Mme Rizqy : Oui, pas plus, parce que moi, j'ai quelqu'un qui me ramène, là, puis ce n'est pas le ministre.

M. Drainville : Oui, tu as ton taxi, oui. Oui, bien, je comprends.

Mme Rizqy : Alors, si c'est correct, on pourrait passer au vote, si ça vous va.

M. Drainville : Oui, ça me va tout à fait.

Mme Rizqy : D'accord.

M. Drainville : Je comprends, je comprends. Alors, on peut y aller par un vote par appel nominal, à ce moment-là.

La Présidente (Mme Tremblay) : Donc là, je comprends qu'on est prêts à adopter l'article 61 par...

M. Drainville : Ah! oui, sur division, ça m'importe peu. Oui, O.K., on peut l'adopter sur division, Mme la Présidente.

La Présidente (Mme Tremblay) : Parfait. Puis par appel nominal, c'est... est-ce que vous le souhaitez?

M. Drainville : Non, mais là la députée de Saint-Laurent me propose un vote sur division.

La Présidente (Mme Tremblay) : Sur division, c'est bon? Alors, excellent, donc...

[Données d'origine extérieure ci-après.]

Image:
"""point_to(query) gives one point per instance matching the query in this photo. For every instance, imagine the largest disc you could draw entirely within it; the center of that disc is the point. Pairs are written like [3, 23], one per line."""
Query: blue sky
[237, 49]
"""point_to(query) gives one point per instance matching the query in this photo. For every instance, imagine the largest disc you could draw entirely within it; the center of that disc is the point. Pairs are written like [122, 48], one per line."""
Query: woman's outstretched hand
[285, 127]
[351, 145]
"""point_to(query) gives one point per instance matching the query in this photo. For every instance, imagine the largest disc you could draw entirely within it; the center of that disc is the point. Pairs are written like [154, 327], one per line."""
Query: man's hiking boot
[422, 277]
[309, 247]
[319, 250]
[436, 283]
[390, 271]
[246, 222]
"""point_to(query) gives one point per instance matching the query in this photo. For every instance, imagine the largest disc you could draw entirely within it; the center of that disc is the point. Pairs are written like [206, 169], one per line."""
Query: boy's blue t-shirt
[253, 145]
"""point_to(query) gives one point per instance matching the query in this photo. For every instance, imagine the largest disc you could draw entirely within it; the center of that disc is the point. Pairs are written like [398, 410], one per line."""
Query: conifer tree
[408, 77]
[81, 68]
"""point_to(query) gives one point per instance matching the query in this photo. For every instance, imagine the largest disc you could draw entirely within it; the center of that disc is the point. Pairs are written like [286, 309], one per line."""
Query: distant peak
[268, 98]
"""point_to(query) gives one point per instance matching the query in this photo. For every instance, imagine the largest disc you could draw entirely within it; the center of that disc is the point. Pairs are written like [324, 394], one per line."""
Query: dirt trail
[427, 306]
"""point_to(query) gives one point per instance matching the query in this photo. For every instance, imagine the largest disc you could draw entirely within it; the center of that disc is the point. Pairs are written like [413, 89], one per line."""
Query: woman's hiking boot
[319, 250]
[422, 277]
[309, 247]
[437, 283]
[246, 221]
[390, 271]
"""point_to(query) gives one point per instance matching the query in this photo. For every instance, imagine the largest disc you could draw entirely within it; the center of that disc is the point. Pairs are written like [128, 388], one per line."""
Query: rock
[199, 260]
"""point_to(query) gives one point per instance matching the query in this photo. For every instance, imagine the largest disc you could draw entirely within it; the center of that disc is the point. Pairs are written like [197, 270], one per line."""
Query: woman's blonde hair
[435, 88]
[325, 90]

M. Drainville : Donc, adopté sur division.

La Présidente (Mme Tremblay) : Sur division pour l'article 61, donc, tel qu'amendé, hein, parce qu'il a été amendé à plusieurs reprises. C'est important de le dire pour ceux et celles qui nous écoutent.

Alors, compte tenu de l'heure, bien, la commission ajourne ses travaux au mardi 31 octobre, 9 h 45. Vous dire que ça a été un plaisir d'être avec vous ces deux derniers jours. Bonne fin de semaine.